Upon the expiry of the contract with Google, Apple decided to build its map solution. Several technology acquisitions helped Apple to get the ball rolling. Apple bought Placebase in 2009 and Poly9 in 2010. In 2011, Apple bought 3D mapping company C3 Technologies. To overcome the very poor performance of mapping solutions, Apple bought WiFiSlam, Locationary, HopStop.com, and Embark in 2013.
Among the iPhone’s magical features, iPhoto automatically finds faces and attempts to guess who is in each photo based on previous input. Such clever face detection and photo manipulation features are due to the technology of Swedish company Polar Rose, bought by Apple in 2010.
To add a magical voice assistant feature, Apple bought Siri paying $200 million. And Apple kept developing it further with Siri’s engineering team to realize the dream of the voice-based mobile-friendly, intuitive search engine.
iPhone innovation strategy:
The review of iPhone innovation reveals several characteristics. For example, it’s innovation out of reinvention of existing smartphones. But the creative wave out of reinvention grew as a disruptive innovation as incumbent smartphone makers like Nokia, RIM, and many others could not switch. iPhone is also a radical innovation as it brought utterly different user interfaces and experiences. On the other hand, iPhone has revealed its magical power through sustaining innovation strategy. The release of successive better versions as a bust of incremental advancements has been sustaining the iPhone in the market and expanding its footprint.
iPhone’s magic is not the show of Steve’s genius mind alone. During his lifetime, he led the process, and Cook has been following since his demise. Along the way, Apple needed a set of critical technologies. And Apple’s strategy has been to pick up half-done work and keep improving it to implement the envisioned features. The process of technology acquisition, fine-tuning, and integration appears to be at the core of Steve’s magical journey. Often such a meticulous, details part of technology and innovation management we overlook from the outside; as a result, it gives the impression that innovation is about the creative spark of genius. But in the absence of careful planning of technology needs, acquiring technologies, and improving them further, great ideas often get lost in oblivion.
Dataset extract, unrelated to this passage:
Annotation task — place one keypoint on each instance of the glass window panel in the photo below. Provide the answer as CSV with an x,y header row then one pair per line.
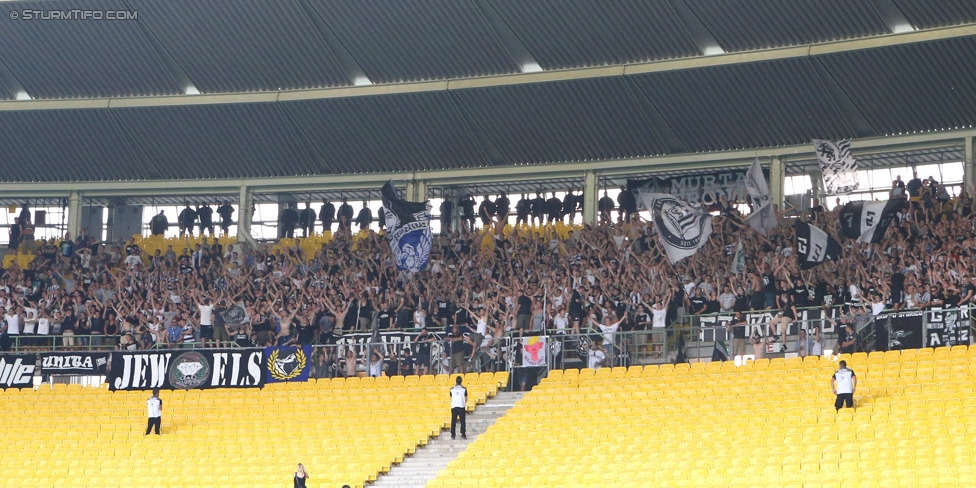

Due to a lack of focus on this capability, many countries and firms have failed. They failed to translate their science and technology capability into successful innovation. It’s time to have a comprehensive look to understand the process of taking ideas to market. The focus should be on fine-tuning and integrating an array of technologies. Time to get rid of perceiving the success of innovation as a single creative spark in the mind of a genius.